The Universal Language: Reliability for Non-Engineering Teams

#devops #sre

We talk about reliability a lot from the context of software engineering. We ask questions about service availability, or how important it is for specific users. But when organizations face outages, it becomes immediately obvious that the reliability of an online service or application is something that impacts the entire business with significant costs. A mindset of putting reliability first is a business imperative that all teams should share.

But what does reliability mean for people outside of engineering? And how does it translate into best practices for other teams? In this blog post, we’ll investigate:

What reliability means
Business benefits for adopting a reliability mindset
How specific business functions adopt a reliability mindset.

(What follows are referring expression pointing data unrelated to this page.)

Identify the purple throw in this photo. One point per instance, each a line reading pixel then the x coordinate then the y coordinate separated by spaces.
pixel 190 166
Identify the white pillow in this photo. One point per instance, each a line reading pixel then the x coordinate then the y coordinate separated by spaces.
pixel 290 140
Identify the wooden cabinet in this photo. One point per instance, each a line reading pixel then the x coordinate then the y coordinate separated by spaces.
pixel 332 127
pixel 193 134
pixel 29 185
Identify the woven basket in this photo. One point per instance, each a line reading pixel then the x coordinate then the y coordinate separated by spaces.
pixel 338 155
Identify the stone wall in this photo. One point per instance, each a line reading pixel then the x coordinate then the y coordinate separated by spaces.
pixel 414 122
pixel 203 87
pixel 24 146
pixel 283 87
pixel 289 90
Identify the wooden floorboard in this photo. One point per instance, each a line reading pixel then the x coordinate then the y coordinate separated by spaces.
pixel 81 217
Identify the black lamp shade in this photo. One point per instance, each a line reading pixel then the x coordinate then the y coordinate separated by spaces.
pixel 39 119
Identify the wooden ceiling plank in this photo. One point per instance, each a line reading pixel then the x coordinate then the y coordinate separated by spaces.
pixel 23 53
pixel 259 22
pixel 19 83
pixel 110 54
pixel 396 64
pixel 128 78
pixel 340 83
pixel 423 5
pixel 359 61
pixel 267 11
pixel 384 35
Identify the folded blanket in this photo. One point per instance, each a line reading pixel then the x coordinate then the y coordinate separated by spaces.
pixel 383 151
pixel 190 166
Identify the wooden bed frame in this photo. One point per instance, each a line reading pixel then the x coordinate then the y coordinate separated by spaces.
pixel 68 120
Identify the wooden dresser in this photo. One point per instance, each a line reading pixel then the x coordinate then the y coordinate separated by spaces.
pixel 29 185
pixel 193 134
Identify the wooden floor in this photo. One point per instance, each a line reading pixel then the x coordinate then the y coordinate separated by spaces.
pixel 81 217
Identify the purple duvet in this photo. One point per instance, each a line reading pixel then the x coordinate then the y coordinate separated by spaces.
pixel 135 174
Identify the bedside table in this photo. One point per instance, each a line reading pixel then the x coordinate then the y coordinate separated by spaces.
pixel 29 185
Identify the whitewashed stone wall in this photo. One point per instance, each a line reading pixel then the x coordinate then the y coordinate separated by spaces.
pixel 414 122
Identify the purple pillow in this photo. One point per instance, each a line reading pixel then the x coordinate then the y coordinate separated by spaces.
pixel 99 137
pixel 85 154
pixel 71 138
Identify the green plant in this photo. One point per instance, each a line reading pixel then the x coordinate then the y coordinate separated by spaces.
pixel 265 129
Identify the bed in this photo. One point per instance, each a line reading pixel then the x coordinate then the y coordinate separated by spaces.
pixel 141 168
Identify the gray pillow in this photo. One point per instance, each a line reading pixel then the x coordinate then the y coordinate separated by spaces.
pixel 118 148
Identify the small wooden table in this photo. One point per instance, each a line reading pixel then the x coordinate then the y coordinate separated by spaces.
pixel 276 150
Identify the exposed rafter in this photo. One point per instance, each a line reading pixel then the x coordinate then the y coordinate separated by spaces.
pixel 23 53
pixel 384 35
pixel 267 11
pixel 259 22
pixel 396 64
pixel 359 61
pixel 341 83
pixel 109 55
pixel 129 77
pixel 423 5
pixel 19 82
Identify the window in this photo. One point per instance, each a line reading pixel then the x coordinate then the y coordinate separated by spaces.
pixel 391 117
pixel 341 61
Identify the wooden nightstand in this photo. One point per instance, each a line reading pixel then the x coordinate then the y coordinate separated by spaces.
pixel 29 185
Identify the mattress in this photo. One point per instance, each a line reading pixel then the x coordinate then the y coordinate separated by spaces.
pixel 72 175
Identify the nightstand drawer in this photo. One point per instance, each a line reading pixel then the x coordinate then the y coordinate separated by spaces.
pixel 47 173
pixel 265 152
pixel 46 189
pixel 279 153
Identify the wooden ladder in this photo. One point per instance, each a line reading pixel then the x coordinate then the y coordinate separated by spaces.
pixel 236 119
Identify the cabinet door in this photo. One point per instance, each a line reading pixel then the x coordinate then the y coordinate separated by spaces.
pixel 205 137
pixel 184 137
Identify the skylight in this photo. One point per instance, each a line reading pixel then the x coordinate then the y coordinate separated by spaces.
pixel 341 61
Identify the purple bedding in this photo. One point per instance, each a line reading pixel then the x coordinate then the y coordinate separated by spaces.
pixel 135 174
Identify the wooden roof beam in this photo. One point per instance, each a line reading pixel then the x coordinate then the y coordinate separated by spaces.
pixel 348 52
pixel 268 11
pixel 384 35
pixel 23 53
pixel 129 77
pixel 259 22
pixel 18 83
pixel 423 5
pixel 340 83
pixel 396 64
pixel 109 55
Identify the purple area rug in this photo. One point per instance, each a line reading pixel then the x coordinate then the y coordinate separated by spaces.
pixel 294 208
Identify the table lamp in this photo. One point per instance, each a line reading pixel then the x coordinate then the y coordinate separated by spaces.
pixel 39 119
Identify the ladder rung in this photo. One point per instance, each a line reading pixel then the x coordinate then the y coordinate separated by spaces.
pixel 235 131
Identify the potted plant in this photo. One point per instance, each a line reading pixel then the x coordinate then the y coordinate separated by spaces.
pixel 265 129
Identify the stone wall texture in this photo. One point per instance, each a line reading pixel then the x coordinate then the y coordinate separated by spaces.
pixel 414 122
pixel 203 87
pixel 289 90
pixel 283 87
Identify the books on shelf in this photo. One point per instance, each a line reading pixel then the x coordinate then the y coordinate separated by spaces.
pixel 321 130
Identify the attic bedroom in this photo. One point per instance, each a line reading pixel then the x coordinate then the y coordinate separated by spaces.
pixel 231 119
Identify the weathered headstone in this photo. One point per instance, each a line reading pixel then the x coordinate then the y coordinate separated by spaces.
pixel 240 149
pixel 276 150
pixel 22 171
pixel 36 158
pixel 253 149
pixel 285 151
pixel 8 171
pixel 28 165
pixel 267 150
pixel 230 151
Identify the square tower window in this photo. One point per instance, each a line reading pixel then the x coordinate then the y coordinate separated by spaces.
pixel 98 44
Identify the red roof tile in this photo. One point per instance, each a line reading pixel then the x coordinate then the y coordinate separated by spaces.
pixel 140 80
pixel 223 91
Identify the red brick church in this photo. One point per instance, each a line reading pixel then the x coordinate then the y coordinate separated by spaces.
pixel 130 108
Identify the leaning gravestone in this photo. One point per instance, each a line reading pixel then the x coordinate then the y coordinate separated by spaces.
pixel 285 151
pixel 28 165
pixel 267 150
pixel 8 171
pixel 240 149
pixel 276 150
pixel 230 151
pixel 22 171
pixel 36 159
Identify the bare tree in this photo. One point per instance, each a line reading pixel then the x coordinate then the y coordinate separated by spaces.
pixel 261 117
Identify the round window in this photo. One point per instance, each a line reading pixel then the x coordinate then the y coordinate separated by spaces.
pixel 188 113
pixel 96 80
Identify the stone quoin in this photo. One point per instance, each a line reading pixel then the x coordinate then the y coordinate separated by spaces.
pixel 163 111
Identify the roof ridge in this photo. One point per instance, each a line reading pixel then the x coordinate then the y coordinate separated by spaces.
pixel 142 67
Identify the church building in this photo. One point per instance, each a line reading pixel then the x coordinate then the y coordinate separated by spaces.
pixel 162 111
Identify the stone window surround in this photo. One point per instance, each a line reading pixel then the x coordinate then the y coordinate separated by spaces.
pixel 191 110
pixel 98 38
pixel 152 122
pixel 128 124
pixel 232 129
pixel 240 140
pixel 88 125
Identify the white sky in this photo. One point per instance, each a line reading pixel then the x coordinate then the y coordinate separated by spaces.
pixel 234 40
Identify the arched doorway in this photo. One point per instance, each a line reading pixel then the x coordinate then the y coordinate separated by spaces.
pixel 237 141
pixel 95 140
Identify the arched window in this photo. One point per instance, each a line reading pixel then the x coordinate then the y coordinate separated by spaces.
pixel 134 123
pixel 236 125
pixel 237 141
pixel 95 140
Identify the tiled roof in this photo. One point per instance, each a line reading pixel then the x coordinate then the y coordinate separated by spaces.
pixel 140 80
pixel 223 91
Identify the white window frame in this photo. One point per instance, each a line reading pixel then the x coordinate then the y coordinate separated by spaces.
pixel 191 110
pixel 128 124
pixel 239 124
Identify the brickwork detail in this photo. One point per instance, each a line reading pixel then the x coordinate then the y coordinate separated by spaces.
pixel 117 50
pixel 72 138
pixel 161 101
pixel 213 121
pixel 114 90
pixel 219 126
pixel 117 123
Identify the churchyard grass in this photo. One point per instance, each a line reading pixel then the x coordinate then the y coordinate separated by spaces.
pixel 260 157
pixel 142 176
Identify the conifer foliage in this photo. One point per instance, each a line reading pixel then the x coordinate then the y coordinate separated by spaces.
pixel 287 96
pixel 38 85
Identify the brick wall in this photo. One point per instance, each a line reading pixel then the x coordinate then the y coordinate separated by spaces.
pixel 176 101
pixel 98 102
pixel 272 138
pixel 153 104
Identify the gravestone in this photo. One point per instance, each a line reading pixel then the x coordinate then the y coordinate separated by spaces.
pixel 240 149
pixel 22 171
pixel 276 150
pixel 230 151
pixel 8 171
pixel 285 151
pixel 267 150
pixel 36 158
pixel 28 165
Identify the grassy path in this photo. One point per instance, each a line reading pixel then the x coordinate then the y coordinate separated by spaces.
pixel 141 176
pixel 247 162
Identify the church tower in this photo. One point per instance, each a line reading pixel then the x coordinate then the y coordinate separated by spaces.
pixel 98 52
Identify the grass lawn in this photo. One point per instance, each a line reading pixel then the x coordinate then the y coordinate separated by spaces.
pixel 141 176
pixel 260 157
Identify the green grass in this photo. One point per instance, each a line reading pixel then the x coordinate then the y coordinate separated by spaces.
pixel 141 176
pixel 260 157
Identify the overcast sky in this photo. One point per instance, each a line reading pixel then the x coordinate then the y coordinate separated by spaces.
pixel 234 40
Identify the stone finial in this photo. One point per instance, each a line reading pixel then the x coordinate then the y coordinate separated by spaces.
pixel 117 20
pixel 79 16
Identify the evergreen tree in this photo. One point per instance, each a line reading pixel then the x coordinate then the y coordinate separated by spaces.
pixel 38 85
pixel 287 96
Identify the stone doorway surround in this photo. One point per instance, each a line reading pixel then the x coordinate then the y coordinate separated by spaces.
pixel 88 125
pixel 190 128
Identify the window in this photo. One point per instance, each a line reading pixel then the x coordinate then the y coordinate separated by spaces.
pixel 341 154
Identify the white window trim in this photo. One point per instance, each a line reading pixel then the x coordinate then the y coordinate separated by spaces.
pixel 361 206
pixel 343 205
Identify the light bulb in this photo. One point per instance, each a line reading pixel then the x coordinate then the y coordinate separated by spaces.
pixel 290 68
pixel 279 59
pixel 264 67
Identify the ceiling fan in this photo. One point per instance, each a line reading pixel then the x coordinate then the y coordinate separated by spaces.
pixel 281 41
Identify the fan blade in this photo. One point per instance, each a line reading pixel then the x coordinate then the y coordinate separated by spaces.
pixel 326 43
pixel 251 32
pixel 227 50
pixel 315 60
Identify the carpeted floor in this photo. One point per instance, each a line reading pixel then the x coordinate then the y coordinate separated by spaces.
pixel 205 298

What does reliability mean?

Reliability is often something people only think about when it isn’t there. This perspective explains what reliability means to your users. It isn’t just about the availability of services, but how important those services are to users. Let’s compare two different incidents. One causes lag briefly for a service that everyone, including your most valuable customers, uses. The other causes a total outage for an hour, but just for a service that a very small percentage of users, who are generally on a low-tier subscription, ever access. Which one causes more damage to users’ perception of reliability? Being able to answer this question is key to building a reliability mindset and framework to make important decisions.

A mindset of putting reliability first should be fundamental to how the organization makes decisions. Ultimately, having users access your services without frustration is what keeps them around, and keeping users around is what keeps your organization around. This is why we call reliability “feature #1”: no matter how impressive your other features are, it doesn’t matter if users can’t reliably use them.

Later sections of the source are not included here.